Dès lors, on s'interroge, bien sûr : faut-il
voir dans ce court roman-poème qui est aussi travail
du deuil par l'écriture un récit à
teneur autobiographique ? On écrit toujours à
partir du manque et contre lui, affirmait Duras. On ne cesse
de tourner autour d'une faille centrale, dirait Chessex.
Mais qu'importe ? Que cette narratrice, qui situe son récit
dans la vallée de l'Inn, quelque part dans les Alpes
grisonnes, ait ou non quelque parenté avec l'auteure,
qui vit à Ftan dans le canton des Grisons, n'intéresse
que la genèse de ce roman au propos universel et
que l'on pourrait tout aussi bien transposer n'importe où
ailleurs. Ce qui compte ici, c'est bien plutôt la
manière dont la langue de Rut Plouda épouse
et traduit la rêverie de la narratrice - il faudrait
se reporter sans cesse, en lisant, à la page de gauche
de l'édition bilingue, pour entendre les sonorités
du vallader qui font la moitié du poème :
ainsi " Dadoura esa sulai ", pour " Dehors
il faisait soleil " ; et je ne peux énumérer
ici toutes les images qui traversent le texte et nous surprennent
au passage par leur justesse et leur sensibilité
: ainsi, au moment du départ du berger pour l'alpage
: " Le troupeau quitte le village. Tout reste derrière
: les visages, les mains, les voix. " Ce qui fait aussi
la grande réussite de ce livre, je l'ai dit, c'est
ce tissage d'allusions discrètes et d'ellipses à
travers lesquelles la narratrice recompose progressivement
le passé de l'enfant jusqu'au drame, en une suite
de petits tableaux entrelaçant, amalgamant le présent
et la mémoire, et qui alternent avec des sortes de
poèmes en prose ou de vignettes ayant pour titres
: Le berger, Le matelot, Le soldat, Robinson, Le chasseur,
Le roi
Des figures d'hommes seuls, des personnages
de contes auxquels l'enfant s'identifiait, et qui incarnent
autant d'aspects aussi intemporels qu'universels de la condition
humaine réduite à l'essentiel, avec la mer,
le ciel ou la montagne - ou la mort - en arrière-plan.
Il y a dans la manière de
Rut Plouda quelque chose qui évoque (au sens le plus
noble du terme) l'art populaire. Elle a une façon
bien à elle - et très consciente, très
maîtrisée - de juxtaposer les notations, usant
de la parataxe avec art, ou bien de l'énumération,
de la liste, ici déployant les virtualités
d'un mot, là construisant son décor à
partir de presque rien - et cela suffit pour évoquer
un monde, suggérer la complexité intraduisible
d'une émotion.
Le récit, qui se construit
peu à peu comme un puzzle, n'est pas du tout linéaire,
il est formé d'une suite de petits chapitres ou tableaux
qui font alterner sans transition le réel et le rêve,
les lieux, les visages, les temps et les saisons. Comme
si de rien n'était. Et pourtant, au cur
de cette simplicité (qui n'a rien de naïf),
de ce calme apparent du monde livré à la répétition
des saisons, le tragique pointe, discrètement, à
chaque instant. Un tragique humain qui est celui de la fin
définitive, du non-retour - au sein d'une nature
qui, elle, renaît perpétuellement de sa mort.

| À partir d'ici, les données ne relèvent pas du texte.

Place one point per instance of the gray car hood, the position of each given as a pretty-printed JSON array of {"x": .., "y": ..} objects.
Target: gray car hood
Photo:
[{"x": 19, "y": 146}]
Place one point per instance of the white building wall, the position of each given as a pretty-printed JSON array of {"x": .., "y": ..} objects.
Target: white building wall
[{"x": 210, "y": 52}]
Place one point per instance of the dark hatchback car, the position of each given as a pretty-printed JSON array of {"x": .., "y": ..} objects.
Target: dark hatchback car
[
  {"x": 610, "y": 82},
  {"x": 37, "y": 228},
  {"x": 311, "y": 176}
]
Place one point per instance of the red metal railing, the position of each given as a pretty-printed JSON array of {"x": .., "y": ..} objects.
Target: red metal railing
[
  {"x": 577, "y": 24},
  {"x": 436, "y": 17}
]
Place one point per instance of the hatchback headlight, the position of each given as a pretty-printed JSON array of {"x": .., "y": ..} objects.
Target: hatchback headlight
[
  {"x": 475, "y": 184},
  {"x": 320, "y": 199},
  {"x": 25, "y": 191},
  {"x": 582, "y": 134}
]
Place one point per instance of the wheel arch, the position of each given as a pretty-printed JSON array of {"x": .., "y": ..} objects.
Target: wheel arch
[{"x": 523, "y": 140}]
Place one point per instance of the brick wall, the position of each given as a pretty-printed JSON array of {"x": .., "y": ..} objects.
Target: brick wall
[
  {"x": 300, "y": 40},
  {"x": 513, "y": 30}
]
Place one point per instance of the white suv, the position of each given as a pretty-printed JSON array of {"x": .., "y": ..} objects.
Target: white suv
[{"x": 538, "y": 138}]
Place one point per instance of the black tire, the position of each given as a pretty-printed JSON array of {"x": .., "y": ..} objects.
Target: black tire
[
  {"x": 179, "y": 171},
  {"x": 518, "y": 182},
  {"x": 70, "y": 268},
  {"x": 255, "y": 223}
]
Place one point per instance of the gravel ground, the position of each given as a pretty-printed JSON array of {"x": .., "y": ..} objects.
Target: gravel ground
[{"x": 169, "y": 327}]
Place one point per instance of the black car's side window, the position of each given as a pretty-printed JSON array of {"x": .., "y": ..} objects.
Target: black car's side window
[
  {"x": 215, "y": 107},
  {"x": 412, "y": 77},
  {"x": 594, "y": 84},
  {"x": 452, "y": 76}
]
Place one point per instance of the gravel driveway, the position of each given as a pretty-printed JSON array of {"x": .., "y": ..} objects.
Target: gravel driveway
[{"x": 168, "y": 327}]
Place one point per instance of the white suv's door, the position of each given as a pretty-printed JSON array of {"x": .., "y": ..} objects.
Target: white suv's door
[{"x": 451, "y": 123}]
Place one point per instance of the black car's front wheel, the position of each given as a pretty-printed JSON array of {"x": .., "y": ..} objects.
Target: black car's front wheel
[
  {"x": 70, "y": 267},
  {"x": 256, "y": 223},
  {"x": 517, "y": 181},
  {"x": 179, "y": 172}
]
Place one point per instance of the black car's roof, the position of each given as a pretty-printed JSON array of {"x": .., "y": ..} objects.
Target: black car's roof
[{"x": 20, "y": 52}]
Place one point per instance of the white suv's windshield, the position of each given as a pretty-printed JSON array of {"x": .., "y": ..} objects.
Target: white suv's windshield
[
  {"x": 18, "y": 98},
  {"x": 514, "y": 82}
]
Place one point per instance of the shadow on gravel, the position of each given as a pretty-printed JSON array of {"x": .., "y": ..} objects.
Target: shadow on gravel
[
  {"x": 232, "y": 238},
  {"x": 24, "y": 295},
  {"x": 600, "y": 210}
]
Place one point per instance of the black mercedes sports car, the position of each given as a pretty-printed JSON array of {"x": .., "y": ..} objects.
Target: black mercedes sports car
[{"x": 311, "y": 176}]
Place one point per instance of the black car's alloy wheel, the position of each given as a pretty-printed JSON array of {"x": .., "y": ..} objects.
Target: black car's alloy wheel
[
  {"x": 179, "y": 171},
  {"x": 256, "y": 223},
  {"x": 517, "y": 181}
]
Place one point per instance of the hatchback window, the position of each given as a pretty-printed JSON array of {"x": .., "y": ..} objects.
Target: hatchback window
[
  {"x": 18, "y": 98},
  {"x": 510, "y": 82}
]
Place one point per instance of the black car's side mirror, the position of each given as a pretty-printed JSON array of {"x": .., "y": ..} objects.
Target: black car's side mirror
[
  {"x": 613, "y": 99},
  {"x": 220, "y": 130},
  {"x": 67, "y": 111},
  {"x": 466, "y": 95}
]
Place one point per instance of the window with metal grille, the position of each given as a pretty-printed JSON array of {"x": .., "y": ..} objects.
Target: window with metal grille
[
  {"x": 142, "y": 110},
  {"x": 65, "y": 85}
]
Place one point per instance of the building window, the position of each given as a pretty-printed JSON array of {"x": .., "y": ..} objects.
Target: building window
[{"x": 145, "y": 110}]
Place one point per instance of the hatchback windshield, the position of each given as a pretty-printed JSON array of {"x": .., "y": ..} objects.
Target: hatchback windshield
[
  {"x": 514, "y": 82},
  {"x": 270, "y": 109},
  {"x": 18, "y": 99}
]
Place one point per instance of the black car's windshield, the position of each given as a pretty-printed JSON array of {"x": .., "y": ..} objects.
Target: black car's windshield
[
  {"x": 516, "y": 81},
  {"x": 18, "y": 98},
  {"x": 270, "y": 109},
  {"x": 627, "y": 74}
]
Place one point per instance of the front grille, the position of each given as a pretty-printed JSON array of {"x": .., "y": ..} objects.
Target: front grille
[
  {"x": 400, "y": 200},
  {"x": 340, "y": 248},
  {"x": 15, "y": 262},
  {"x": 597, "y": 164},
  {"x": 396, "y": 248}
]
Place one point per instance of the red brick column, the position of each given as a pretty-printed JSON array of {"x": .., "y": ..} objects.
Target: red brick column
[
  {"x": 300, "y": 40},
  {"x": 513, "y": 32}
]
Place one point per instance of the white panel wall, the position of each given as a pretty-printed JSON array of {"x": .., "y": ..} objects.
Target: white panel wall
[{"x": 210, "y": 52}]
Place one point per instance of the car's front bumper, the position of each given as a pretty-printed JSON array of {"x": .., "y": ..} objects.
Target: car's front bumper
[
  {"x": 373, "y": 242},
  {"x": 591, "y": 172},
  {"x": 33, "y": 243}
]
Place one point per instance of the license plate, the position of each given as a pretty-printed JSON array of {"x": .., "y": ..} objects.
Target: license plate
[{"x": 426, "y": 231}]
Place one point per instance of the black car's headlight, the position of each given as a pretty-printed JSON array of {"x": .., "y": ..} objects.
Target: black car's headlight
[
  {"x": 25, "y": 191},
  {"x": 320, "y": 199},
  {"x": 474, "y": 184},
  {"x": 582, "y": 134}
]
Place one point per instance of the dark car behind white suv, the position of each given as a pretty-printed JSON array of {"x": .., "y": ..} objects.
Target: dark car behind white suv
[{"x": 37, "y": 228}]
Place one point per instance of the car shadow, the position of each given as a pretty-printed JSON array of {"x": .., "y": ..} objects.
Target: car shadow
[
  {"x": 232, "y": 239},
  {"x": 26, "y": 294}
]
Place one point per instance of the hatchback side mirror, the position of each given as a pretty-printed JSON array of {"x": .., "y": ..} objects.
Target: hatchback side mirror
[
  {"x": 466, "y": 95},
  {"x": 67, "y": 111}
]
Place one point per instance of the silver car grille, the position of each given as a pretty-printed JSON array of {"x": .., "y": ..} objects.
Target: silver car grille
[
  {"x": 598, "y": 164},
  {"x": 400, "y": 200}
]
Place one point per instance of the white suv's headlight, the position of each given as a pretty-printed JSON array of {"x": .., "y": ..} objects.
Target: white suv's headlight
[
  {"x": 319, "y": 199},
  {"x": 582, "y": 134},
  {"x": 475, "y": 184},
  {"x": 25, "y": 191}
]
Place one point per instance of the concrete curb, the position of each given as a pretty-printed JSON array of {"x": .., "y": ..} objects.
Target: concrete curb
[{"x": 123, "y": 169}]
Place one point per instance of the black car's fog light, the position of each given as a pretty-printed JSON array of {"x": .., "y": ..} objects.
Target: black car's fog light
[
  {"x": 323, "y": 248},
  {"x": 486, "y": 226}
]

Ou qui tient à la douleur de se savoir différent
et, pour cette seule raison, isolé, voire rejeté.
Ainsi la narratrice observe-t-elle le vol des hirondelles
" assise sur la murette du cimetière "
d'où l'on voit les oiseaux, en bas, " raser
les tombes ". Ou remarque : " J'aime bien le jaune
du rideau. Et le jaune des chrysanthèmes sur ton
cercueil ". Ou encore se souvient que, croisant en
chemin une bande d'enfants, accompagnée de Joannes,
elle voit " un enfant (qui) se retourne et (le) suit
du regard ".
Certains de ces tableaux forment
de véritables poèmes en prose, tel celui-ci,
qui repose tout entier sur le déploiement de l'expression
" miroir de la mer " :
" Je pense 'mer', tu es à
genoux, tu fais des tas de sable et avec tes copains, tu
construis des châteaux (
).
Je pense 'miroir de la mer' : nous
sommes sur le balcon, regardant au-dehors sur l'eau et nous
savons pour un court instant que le cri de la mouette fait
que la mer n'est plus la même.
Je pense 'miroir' et tu te regardes
en face et tu dis : maudit mongolien. "
Dans l'édition en français,
cette esthétique plus poétique que narrative
au sens strict affecte d'ailleurs aussi la typographie :
à droite de la page, les lignes du texte ne sont
pas alignées mais se présentent " en
drapeau ", comme si l'on avait cherché à
ne pas limiter l'essor du poème, à ne pas
l'encadrer, mais à le laisser respirer, aller et
venir à sa guise et à son rythme, comme des
vers libres
Partir en bateau, rejoindre la mer
et s'y perdre une fois pour toujours était le rêve
récurrent de l'enfant : s'avancer, " toujours
plus loin, jusqu'à ce qu'il ne reste plus que la
mer "
Or ce rêve - qui est aussi une métaphore
transparente de la mort - semble peu à peu enseigner
à la narratrice la voie à suivre : grâce
à un travail de deuil qui suppose, parallèlement,
un progressif travail d'allègement - et cette métamorphose
du subi, du souffert en poème, c'est ce qui fonde
et justifie la littérature -, la mère va apprendre
à ouvrir les mains. Comment accepter la perte de
l'autre, et de le laisser aller là où il devait
aller : ce pourrait être le secret que détient
le livre de Rut Plouda et qu'il nous livre sans en avoir
l'air, en nous faisant parcourir à la suite de sa
narratrice les étapes d'un deuil qui a su s'inventer
une langue, instaurant peu à peu, entre la mère
et le fils disparu, un dialogue au-delà du temps
et de la douleur :
" Le jour de ton enterrement,
quelqu'un t'a vu assis en tailleur, sur le faîte de
notre toit. D'en haut, tu regardais la foule et tu riais.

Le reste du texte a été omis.